LastPass ist das jüngste Cybersicherheitsunternehmen, das Folgen des Klue-Vorfalls offengelegt hat. Nach Unternehmensangaben war der Zugriff auf „standardmäßige geschäftliche Kontaktinformationen und zugehörige Customer-Relationship-Management-Daten“ begrenzt. Dazu zählten Kundennamen, Telefonnummern, E-Mail-Adressen und Postanschriften sowie Daten zu Support-Fällen und vertriebsbezogene Informationen.

LastPass erklärte zudem, den Zugang von Klue beendet, offengelegte Tokens ausgetauscht, die Strafverfolgungsbehörden informiert und gemeinsam mit Klue und Salesforce eine Untersuchung eingeleitet zu haben.
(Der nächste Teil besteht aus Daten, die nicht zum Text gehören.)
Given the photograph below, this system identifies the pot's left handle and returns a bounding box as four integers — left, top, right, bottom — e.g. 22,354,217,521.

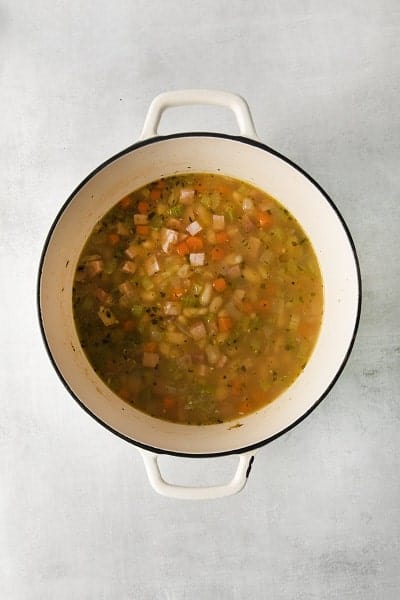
140,89,257,140
138,448,255,500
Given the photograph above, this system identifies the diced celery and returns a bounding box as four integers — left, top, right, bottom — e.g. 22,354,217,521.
141,277,154,290
103,258,118,275
131,304,144,317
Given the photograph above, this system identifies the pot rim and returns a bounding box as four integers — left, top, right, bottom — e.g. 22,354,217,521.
36,131,362,458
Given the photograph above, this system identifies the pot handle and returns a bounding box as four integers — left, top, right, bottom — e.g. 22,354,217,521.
138,448,255,500
140,89,257,139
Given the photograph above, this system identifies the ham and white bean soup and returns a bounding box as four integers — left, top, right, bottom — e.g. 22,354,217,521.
73,174,323,425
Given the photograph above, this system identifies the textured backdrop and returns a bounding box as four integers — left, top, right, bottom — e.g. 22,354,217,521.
0,0,400,600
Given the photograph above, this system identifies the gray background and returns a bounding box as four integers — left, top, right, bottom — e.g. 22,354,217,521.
0,0,400,600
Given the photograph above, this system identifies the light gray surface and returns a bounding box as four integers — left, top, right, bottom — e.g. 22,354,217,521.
0,0,400,600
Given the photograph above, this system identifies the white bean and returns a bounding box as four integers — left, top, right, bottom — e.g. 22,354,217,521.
208,296,223,313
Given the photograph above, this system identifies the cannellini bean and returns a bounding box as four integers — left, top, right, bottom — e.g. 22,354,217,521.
205,344,221,365
208,296,224,313
189,321,207,340
200,281,212,306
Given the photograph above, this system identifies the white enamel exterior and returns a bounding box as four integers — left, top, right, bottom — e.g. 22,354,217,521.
40,90,360,491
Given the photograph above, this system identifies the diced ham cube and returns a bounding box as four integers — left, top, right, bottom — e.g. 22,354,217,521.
121,260,137,274
213,215,225,231
186,221,203,235
161,227,178,254
125,244,139,258
86,260,104,278
133,214,148,225
144,255,160,277
164,302,181,316
189,252,206,267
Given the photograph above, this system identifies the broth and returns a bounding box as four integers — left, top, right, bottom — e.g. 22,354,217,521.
72,174,323,425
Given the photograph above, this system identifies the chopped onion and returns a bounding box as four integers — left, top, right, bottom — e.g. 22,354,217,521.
186,221,203,235
142,352,160,369
144,254,160,277
213,215,225,231
242,197,254,210
189,252,206,267
248,236,261,259
196,365,209,377
118,281,136,296
164,302,181,316
161,227,178,254
180,188,194,204
97,306,118,327
133,214,148,225
189,321,207,341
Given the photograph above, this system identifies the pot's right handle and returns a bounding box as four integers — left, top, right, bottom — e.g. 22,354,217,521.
138,448,256,500
140,89,257,139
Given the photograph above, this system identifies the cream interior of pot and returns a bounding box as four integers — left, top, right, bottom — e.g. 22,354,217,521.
40,135,359,455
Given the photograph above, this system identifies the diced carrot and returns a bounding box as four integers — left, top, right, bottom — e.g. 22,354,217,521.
217,315,233,333
215,231,230,244
215,183,231,194
175,241,190,256
258,298,271,312
210,246,225,262
138,200,150,215
185,235,204,252
150,188,161,201
136,225,150,236
117,387,130,400
119,196,132,210
170,288,185,300
107,233,121,246
143,342,157,352
163,396,176,410
122,319,135,333
256,210,272,229
213,277,226,292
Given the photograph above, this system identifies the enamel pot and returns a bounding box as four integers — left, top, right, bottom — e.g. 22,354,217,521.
38,90,361,499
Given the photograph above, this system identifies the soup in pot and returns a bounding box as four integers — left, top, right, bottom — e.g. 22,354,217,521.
72,174,323,425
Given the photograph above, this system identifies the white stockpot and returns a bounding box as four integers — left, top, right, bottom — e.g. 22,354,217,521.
38,90,361,498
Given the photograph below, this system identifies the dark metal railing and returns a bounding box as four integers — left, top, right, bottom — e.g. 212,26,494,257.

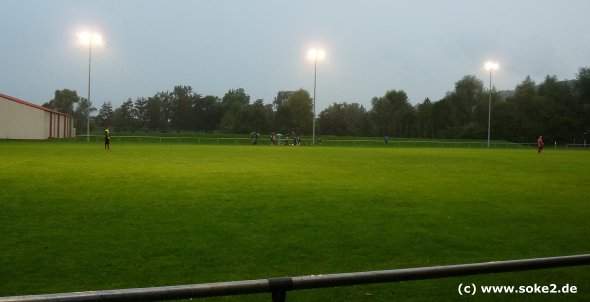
0,254,590,302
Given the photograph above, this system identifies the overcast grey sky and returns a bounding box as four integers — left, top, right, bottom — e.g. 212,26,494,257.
0,0,590,112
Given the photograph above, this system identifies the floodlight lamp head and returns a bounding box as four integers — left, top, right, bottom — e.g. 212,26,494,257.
485,61,500,71
307,48,326,60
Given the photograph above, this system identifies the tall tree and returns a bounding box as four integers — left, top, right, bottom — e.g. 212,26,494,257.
74,98,96,134
220,88,250,132
194,95,223,131
318,103,370,136
113,99,138,129
574,67,590,141
170,86,201,130
96,101,114,127
371,90,414,136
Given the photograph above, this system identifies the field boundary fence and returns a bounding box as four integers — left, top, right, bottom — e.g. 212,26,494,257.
0,254,590,302
74,135,556,149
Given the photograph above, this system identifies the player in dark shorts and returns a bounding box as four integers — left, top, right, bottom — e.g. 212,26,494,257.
104,127,111,150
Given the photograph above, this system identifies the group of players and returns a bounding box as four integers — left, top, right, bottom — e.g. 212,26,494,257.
270,131,301,146
104,127,545,154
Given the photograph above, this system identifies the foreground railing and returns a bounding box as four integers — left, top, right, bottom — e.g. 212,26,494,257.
0,254,590,302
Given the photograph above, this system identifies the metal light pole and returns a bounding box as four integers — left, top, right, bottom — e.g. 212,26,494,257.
79,32,102,142
307,48,326,145
86,39,92,142
485,61,499,148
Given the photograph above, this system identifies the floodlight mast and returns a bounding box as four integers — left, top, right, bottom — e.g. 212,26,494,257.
485,61,500,148
307,48,326,145
79,32,102,142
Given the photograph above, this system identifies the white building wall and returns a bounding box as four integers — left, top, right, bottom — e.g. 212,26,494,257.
0,97,49,139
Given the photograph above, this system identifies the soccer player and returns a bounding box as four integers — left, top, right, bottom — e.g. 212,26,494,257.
104,126,111,150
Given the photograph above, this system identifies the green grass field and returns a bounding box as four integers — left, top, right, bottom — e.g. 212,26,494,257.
0,141,590,301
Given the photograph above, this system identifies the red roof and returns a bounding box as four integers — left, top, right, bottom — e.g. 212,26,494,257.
0,93,67,116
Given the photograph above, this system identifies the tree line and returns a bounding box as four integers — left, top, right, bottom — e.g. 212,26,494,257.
43,68,590,142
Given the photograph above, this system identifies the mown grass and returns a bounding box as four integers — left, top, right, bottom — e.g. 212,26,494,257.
0,141,590,301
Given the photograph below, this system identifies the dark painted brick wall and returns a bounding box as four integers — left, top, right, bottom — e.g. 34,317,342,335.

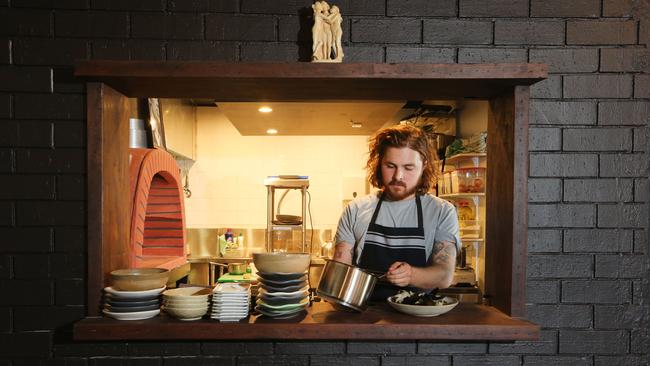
0,0,650,366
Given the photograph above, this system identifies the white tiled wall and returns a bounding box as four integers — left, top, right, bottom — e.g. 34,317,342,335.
185,107,368,229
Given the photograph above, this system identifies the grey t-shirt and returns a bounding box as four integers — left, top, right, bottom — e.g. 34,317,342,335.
335,194,461,264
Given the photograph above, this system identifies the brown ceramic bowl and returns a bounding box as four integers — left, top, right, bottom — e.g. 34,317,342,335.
111,268,169,291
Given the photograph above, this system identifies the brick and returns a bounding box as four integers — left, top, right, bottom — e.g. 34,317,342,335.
530,48,598,73
598,203,648,229
422,19,492,45
201,342,273,356
205,14,276,41
14,306,85,332
458,48,528,64
564,74,632,98
54,279,86,306
598,101,650,126
528,178,562,202
49,253,87,279
0,227,52,253
634,179,650,202
0,8,52,37
526,254,594,278
310,356,381,366
530,154,598,177
594,305,644,329
54,227,86,253
386,0,457,17
92,39,165,61
350,18,422,43
564,179,633,202
528,127,562,151
240,43,302,62
530,75,562,99
562,128,632,151
16,148,86,173
531,101,597,125
595,255,646,278
167,0,239,13
526,305,593,328
418,341,487,354
488,330,557,354
381,355,451,366
603,0,634,17
91,0,166,11
559,330,629,355
238,355,308,366
564,229,633,253
56,175,86,201
55,11,128,38
452,355,520,366
347,341,416,354
526,280,560,304
13,38,88,66
54,121,86,148
524,356,592,366
530,0,600,18
0,279,52,308
16,201,86,226
633,127,650,151
274,342,345,355
131,13,203,39
127,342,201,357
634,75,650,99
562,280,632,304
386,46,456,64
566,20,636,45
14,94,86,120
594,354,650,366
458,0,528,18
0,332,52,359
0,175,54,200
600,48,650,72
600,154,648,177
528,230,562,253
494,20,564,45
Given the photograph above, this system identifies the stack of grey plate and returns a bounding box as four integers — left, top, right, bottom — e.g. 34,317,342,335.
255,272,309,318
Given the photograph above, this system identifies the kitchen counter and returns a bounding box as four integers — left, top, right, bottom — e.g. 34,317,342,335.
74,302,540,341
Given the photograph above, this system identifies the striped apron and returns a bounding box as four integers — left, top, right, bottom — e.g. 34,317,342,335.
353,193,427,300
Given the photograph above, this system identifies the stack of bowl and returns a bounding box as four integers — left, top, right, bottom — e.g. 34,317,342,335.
253,252,310,318
103,268,169,320
163,286,212,320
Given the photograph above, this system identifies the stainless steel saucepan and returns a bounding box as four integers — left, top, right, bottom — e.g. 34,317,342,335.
316,260,378,311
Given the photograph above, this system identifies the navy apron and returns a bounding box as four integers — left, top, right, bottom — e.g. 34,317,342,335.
353,193,427,300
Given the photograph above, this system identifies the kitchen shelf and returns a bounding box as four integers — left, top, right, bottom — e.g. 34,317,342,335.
73,302,540,341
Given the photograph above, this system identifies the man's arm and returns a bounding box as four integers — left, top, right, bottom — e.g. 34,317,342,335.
386,242,456,289
333,242,354,264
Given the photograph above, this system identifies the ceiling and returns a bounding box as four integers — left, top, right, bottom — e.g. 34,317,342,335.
216,101,405,136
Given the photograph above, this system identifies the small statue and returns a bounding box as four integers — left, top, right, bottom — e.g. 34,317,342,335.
311,0,343,62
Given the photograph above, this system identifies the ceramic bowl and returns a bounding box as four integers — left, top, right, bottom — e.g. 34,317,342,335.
111,268,169,291
253,252,310,273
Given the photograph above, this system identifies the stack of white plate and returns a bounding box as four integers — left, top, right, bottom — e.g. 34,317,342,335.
210,282,251,322
255,272,309,318
103,286,165,320
163,286,211,320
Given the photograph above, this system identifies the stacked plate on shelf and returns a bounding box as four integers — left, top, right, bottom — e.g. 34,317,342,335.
103,286,165,320
255,272,309,318
210,282,251,322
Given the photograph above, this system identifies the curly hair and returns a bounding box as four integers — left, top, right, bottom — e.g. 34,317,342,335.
366,125,439,194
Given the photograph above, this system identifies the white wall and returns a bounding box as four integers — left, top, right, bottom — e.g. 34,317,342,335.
185,107,368,229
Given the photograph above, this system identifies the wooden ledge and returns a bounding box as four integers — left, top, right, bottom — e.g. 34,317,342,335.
74,302,540,341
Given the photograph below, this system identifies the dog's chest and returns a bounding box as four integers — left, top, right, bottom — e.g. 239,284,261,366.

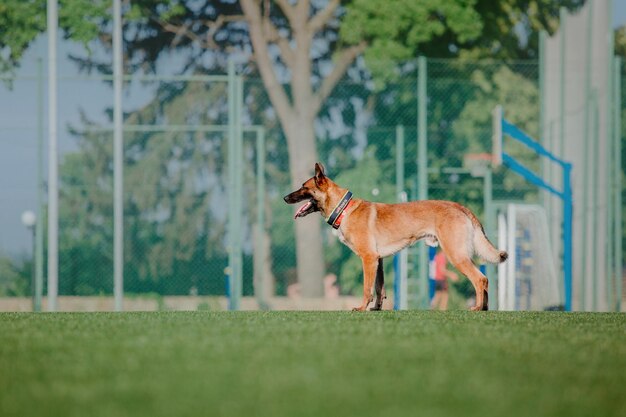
335,227,354,251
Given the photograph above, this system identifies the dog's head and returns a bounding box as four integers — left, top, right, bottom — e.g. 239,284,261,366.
284,163,330,219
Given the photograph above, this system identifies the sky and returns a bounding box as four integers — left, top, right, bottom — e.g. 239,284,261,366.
0,0,626,256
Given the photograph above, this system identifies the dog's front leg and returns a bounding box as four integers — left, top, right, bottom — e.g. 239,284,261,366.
352,255,378,311
370,258,387,310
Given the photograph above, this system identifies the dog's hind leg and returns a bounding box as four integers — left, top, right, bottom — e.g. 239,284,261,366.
450,258,489,311
370,258,387,310
352,255,378,311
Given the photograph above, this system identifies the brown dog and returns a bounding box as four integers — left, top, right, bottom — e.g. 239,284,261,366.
284,164,508,311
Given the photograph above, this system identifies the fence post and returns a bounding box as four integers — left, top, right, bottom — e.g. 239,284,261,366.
48,0,59,311
417,56,428,308
227,60,243,310
33,58,44,311
613,57,623,311
393,125,408,310
113,0,124,311
254,127,269,310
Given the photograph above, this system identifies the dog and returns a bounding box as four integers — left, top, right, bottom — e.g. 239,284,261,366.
284,163,508,311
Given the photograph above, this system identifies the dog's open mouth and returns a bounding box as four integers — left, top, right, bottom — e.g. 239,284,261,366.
293,199,318,219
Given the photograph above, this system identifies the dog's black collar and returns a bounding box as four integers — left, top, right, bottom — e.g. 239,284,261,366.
326,191,352,229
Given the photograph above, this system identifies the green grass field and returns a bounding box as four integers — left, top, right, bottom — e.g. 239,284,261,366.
0,311,626,417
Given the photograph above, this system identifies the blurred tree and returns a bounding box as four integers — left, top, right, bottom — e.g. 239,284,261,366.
60,82,236,295
0,0,106,73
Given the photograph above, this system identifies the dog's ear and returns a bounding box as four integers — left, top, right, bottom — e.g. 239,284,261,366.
314,162,326,187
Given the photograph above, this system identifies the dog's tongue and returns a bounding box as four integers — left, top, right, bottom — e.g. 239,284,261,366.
293,201,311,219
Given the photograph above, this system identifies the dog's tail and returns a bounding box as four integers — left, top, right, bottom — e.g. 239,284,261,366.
464,207,509,264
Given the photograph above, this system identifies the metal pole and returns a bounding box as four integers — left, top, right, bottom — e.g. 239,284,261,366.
234,77,243,310
563,164,573,311
417,56,428,308
600,6,621,311
393,125,408,310
227,60,240,310
538,30,554,206
33,58,44,311
483,166,498,310
255,128,268,309
613,57,623,311
48,0,59,311
555,7,572,309
578,4,595,310
396,125,404,201
113,0,124,311
590,89,600,311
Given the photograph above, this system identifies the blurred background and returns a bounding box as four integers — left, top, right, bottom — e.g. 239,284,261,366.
0,0,626,311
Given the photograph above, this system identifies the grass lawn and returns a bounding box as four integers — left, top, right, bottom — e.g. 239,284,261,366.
0,311,626,417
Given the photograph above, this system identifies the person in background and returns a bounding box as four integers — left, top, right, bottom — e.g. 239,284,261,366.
430,250,459,310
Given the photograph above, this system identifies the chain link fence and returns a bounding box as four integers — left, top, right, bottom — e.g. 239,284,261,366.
0,59,626,308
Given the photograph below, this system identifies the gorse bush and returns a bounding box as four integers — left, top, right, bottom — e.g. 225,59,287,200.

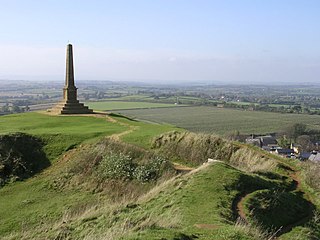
302,161,320,191
99,152,136,179
0,133,50,186
134,156,169,182
152,131,277,172
152,131,238,164
98,152,169,182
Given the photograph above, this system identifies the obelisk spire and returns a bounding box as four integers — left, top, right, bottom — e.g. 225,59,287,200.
66,44,75,88
53,44,93,114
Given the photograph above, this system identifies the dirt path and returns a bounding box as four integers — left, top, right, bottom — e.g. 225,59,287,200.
106,115,139,141
234,165,313,239
173,163,195,173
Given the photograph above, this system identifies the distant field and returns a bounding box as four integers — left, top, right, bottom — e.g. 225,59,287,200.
119,106,320,134
85,101,179,111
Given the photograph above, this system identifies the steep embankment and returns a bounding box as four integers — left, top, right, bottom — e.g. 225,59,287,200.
0,115,318,240
0,133,50,187
153,132,315,240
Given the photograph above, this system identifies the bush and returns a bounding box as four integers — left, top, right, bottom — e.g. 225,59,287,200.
99,152,136,179
153,132,277,172
99,152,169,182
0,133,50,186
134,157,168,182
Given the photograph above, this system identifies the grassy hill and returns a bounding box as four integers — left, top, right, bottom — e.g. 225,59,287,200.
119,106,320,134
0,113,319,240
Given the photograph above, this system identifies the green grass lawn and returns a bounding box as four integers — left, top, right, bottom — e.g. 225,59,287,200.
0,112,128,161
85,101,175,111
120,106,320,134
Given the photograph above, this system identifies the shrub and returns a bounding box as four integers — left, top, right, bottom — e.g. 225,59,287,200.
98,152,170,182
302,161,320,191
0,133,50,186
152,131,277,172
134,156,168,182
99,152,136,179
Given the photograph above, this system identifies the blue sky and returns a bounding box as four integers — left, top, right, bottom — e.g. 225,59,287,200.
0,0,320,83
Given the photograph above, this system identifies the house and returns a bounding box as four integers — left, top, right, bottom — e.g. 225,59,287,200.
257,135,278,147
309,151,320,162
298,152,312,161
275,148,294,158
246,138,261,147
290,143,302,154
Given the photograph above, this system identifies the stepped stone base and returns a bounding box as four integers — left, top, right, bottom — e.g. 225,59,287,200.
51,100,93,114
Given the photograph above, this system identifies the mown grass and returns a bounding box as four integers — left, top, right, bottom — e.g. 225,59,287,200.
0,113,318,239
120,106,320,134
86,101,175,111
0,112,128,161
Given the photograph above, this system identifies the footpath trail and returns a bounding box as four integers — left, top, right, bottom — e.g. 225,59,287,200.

Das Unternehmen betonte, der Vorfall beschränke sich auf Systeme, die in die Klue-Anwendung integriert seien. Produkte, Dienste und Infrastruktur von LastPass seien nicht betroffen gewesen, und Kundentresore blieben sicher. Hinweise auf einen Zugriff auf Daten im Zusammenhang mit Gong gebe es ebenfalls nicht.

Dem zugrunde liegenden Angriff zufolge verschaffte sich Icarus mit einer kompromittierten älteren Anmeldeinformation Zugang zu Klue und erzeugte dort OAuth-Tokens, um auf Drittplattformen zuzugreifen, die mit Klue verbunden sind. Anschließend griff der Akteur auf die verbundenen Salesforce-Instanzen zu und exfiltrierte die Daten laut Bericht mithilfe automatisierter Skripte in großem Umfang.

Salesforce und Gong reagierten, indem sie die Klue-Integration deaktivierten. Mehr als ein Dutzend Organisationen haben die Auswirkungen bereits bestätigt. In dieser Woche meldeten neben LastPass auch 8×8 und Pendo, betroffen zu sein. Bereits zuvor hatten HackerOne, Huntress, Insurity, Jamf, OneTrust, Recorded Future, Snyk, Sprout Social und Tanium den Vorfall offengelegt. BeyondTrust teilte ebenfalls mit, dass aus seiner Salesforce-Instanz geschäftliche Kontaktdaten und vertriebsbezogene Informationen entwendet wurden; die entsprechende Mitteilung blieb zunächst weitgehend unbeachtet.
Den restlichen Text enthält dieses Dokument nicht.